The other solution, of course, is to set a second free Bitwarden account (or different password manager) that only contains your critical info and leave your main account for your low risk accounts and info. You can even set it up under a separate email account or general email account sub-address (e.g. [email protected] vs [email protected]) greater security by reducing phishing of known email addresses.
This biggest risk to this proposal is that the high risk encrypted vault won’t be as regularly used and more people will therefore likely forget this password and then be in a real pickle.
If I understand correctly, the current default (as in, for new users migrating to Bitwarden) is 100,000 iterations on the client side, plus 100,000 on the server side. So effectively you have 200,000 iterations with the default settings… is my understanding correct?
More to the point of the OP, I think you’re really looking for an encrypted cloud storage solution rather than trying to embed an encrypted folder within your password vault.
This is a good point. How often have many wished that Google drive would permit password protected encrypted folders and individual files. Google has never implemented this. Likely for the same that password managers don’t allow it. In both cases, I would still prefer it as an option.

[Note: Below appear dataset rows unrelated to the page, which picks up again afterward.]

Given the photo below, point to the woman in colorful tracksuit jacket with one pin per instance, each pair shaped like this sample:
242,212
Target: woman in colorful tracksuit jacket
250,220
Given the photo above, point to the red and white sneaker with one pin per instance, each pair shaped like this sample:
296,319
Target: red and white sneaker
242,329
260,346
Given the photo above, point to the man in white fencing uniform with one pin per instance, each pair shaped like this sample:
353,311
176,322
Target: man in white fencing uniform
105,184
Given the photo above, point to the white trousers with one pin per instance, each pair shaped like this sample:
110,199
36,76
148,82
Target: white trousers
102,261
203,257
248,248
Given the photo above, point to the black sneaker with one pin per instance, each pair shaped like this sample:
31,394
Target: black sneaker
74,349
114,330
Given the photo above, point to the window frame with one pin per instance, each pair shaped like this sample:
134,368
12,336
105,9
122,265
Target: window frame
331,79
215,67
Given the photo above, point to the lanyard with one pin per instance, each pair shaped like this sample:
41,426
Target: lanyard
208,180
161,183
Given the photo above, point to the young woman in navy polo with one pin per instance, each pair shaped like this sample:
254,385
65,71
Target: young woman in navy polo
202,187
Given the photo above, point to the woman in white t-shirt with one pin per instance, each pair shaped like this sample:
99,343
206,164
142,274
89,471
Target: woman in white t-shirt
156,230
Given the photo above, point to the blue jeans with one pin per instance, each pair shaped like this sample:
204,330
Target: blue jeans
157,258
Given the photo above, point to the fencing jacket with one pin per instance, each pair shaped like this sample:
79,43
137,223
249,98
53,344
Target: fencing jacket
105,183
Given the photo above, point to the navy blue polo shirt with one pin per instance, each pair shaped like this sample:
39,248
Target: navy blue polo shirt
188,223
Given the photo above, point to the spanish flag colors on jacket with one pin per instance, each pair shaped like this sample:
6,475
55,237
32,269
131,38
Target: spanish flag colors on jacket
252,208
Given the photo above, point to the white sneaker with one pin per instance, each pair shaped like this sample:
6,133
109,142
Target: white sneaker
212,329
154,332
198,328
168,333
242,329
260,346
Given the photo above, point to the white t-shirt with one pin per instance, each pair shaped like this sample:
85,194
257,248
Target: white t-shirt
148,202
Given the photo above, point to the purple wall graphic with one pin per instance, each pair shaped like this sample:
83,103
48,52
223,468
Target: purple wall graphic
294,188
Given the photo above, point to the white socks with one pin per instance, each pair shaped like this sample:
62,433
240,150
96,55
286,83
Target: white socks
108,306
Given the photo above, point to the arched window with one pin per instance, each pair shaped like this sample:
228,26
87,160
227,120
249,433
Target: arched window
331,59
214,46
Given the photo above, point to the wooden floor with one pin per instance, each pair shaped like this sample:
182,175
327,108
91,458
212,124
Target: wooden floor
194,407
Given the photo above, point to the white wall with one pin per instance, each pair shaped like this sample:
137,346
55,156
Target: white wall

What’s the maximum number of iterations do you guys use? Curious how high it can be before you have limited return on the increasing number and it starts causing systems to be sluggish.
I set mine at 350,000 and don’t seem to be having any problems at all.
This is completely hardware dependent. It will be a lot slower on a phone or tablet than on a liquid-cooled 32-GB Intel Core i9-13900K gaming rig. Do your own testing, and up to number of iterations gradually (I think the recommendation is 50,000 at a time) so that you don’t accidentally lock yourself out of your vault (because your devices are going to need a month to complete the KDF iterations).
This is technically true (well, actually, it is 200,001 iterations), but because of certain attack vectors that are available in Bitwarden’s encryption scheme, someone with access to the Bitwarden database or to your local vault will actually only need to run the client-side iterations to crack your master password.
OWASP currently recommends 310,000 iterations for PBKDF2-HMAC-SHA-256 (which is the hashing algorithm used by Bitwarden). Thus, my suggestion is to just ignore the 100,000 server-side iterations, and set your client site iterations to 310,000 (assuming that this doesn’t slow your devices down too much).